My other guests will be astonished and outraged – and will talk of nothing else for the next month. I will be famous. Everyone will come to all my other at-homes for the rest of the Season lest they miss something equally sensational. Do say you will come. Say you will have the /courage/ to come."

There was perhaps goodness left in the world after all, Cassandra thought as she smiled her half-scornful smile and looked about the ballroom. There were people who would treat her with courtesy even if their main motive /was/ to avoid further embarrassment at the ball. And there were people who would reach out the hand of friendship even if they /were/ perhaps partly motivated by selfish concerns.

It was far more than she had expected.

If she were not so desperately poor…

"I will think about it," she said.

"I am sure you will," Lady Carling said, and told Cassandra where her house might be found on Curzon Street. "I have been delighted to take this break from dancing, Lady Paget. I never like to admit my age, but when I dance more than two consecutive sets or when I spend more than an hour playing with my grandchildren – the two who are not still nicely settled in a cradle – then I /feel/ my age, alas."

The Earl of Merton was dancing with a very young and pretty lady, who was blushing and gazing up at him with worshipful, sparkling eyes. He was smiling at her and talking to her and giving her the whole of his attention.
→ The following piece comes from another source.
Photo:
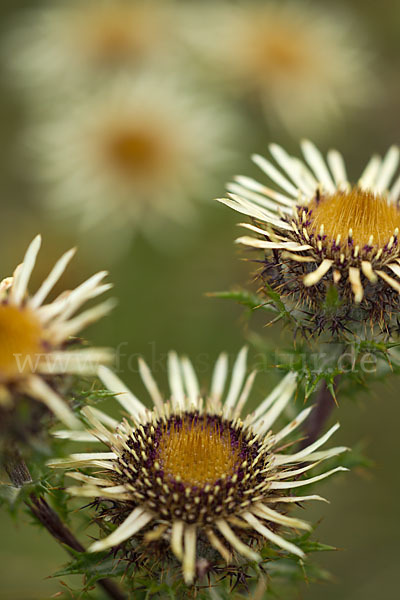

He was going to sleep with /her/ tonight, Cassandra thought, and afterward she was going to do business with him. She believed she had done well. She knew she had attracted him physically. She had also very subtly engaged his pity. He thought her alone and lonely. It did not matter that it was at least partly true. /She would have it no other way/.

But she would draw him into her web, whether he really wished to be there or not. She needed him.

No, not /him/.

She needed his money.

Alice needed it. So did Mary and Belinda. And even dear Roger.

She had to remind herself of them. Only so could she bear the burden of self-loathing that suddenly descended like a real physical weight across her shoulders.

He was an amiable, courteous gentleman.

He was also a /man/. And men had needs. She would service those needs for the Earl of Merton. She would not be stealing his money. She would give good value in return.

She need not feel guilty.

"I have enjoyed the break from dancing too," she told Lady Carling.